As the current Multiannual Financial Framework (MFF) of the EU—i.e., the allocation of EU funding to different policy areas between 2014 and 2020—nears completion, discussions concerning its successor have begun. While these discussions are currently focused on the overall budget amount and the funding of new priority areas such as defence and the management of migratory flows, they cannot overlook the ecological transition as a whole, nor climate action in particular.
This Policy Brief identifies 10 important topics to monitor, as they will be essential to determining whether or not the next European budget becomes a driver of the ecological transition.
- What share of the next MFF will be allocated to the ecological transition? Several actors view the current objective of ensuring that “20% of EU expenditure is climate-related” insufficient, and are calling for this share to be raised, or indeed for it to be extended to other environmental causes. In this context, and to avoid any sense of “greenwashing”, it is important to define what expenses can be considered as contributing—or not—to the ecological transition.
- With regard to ending financing towards projects that are not consistent with the long-term environmental targets for the EU, and with its carbon-neutrality target in particular, the next MFF presents an opportunity for the EU to define what it views as expenditure detrimental to environmental goals, rather than focusing on specifically “green” expenditure.

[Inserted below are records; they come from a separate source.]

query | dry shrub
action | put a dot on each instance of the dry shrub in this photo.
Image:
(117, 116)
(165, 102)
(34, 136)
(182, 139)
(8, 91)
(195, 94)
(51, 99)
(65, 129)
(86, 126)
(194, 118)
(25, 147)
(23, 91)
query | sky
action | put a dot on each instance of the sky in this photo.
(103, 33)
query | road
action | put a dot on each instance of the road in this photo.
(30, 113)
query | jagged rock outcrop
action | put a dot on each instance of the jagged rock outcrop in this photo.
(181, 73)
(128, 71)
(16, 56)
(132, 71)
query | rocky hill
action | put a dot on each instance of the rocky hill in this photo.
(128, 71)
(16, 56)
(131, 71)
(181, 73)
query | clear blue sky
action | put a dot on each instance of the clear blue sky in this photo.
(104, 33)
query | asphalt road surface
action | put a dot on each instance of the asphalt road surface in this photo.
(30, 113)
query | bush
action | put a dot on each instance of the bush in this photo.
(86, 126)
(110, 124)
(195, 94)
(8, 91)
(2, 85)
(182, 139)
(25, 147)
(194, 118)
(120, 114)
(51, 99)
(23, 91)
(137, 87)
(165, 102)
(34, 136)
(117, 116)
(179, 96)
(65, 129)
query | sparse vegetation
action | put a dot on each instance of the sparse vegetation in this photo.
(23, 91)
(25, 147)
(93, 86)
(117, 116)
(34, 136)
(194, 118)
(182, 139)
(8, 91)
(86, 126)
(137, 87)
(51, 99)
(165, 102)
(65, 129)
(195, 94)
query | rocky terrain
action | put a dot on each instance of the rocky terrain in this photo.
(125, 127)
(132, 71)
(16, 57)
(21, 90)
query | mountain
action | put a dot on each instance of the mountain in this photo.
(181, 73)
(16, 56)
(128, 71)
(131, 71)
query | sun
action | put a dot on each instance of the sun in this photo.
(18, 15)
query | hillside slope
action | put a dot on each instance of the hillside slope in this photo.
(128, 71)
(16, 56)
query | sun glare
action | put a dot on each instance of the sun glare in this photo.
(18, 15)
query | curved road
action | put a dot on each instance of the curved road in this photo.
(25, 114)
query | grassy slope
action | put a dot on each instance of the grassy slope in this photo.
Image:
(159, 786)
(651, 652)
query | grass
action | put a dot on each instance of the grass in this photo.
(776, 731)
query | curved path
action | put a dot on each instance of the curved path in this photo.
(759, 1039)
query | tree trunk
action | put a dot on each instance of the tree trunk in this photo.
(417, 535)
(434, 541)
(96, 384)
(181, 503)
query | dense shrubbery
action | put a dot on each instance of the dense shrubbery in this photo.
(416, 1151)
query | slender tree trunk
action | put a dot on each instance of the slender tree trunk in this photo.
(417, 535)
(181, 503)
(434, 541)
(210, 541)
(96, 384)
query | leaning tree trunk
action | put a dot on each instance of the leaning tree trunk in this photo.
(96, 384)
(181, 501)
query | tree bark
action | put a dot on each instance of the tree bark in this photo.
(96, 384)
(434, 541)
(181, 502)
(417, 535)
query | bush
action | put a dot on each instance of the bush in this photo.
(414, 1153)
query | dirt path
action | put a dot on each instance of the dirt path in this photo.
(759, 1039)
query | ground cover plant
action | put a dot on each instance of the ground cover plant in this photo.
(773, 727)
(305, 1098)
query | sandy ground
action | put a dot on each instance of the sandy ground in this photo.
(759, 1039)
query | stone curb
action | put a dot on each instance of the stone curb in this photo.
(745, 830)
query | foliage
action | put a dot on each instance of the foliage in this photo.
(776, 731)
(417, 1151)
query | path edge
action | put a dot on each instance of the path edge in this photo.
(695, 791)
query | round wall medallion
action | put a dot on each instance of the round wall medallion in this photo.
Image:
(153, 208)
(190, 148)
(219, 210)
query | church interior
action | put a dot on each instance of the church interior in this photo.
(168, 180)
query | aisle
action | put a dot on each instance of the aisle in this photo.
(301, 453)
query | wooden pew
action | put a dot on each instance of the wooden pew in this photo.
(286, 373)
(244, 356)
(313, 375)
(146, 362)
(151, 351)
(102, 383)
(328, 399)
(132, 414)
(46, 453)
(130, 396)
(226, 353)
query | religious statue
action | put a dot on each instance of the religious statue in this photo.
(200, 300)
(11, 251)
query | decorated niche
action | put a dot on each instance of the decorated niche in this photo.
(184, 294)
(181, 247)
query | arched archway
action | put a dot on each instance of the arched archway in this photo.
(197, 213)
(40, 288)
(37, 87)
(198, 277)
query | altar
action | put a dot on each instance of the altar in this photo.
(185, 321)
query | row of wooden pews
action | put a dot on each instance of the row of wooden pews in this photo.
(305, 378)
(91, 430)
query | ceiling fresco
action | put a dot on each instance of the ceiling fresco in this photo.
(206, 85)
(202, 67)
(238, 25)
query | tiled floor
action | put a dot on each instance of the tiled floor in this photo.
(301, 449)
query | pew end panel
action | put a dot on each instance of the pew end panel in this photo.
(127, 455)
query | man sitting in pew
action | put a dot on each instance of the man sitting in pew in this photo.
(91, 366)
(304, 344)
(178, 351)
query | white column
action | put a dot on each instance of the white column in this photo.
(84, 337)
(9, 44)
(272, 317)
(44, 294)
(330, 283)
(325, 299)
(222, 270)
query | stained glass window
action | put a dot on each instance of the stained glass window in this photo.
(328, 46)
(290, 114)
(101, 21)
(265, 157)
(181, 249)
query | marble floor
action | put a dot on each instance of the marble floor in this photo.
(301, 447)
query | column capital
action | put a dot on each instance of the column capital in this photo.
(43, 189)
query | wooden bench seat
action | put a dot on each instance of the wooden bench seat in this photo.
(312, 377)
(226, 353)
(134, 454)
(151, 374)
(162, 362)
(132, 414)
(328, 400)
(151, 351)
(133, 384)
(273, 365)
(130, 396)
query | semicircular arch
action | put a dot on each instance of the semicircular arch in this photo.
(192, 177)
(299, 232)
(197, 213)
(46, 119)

- These two sensitive issues will need to be raised and addressed not only at the overall budget level, but also within each structural fund and programme, starting with those relating to the following action areas: solidarity with disadvantaged or vulnerable countries and regions in Europe, agriculture, innovation, infrastructure, and cooperation with developing countries.
- Finally, the debates on the next MFF could be an opportunity to embed green taxation in the EU budget with a view to developing EU own resources; to help support regions and workers impacted by the ecological transition; or even to modify the way the budget is presented so as to better reflect its contribution towards this transition.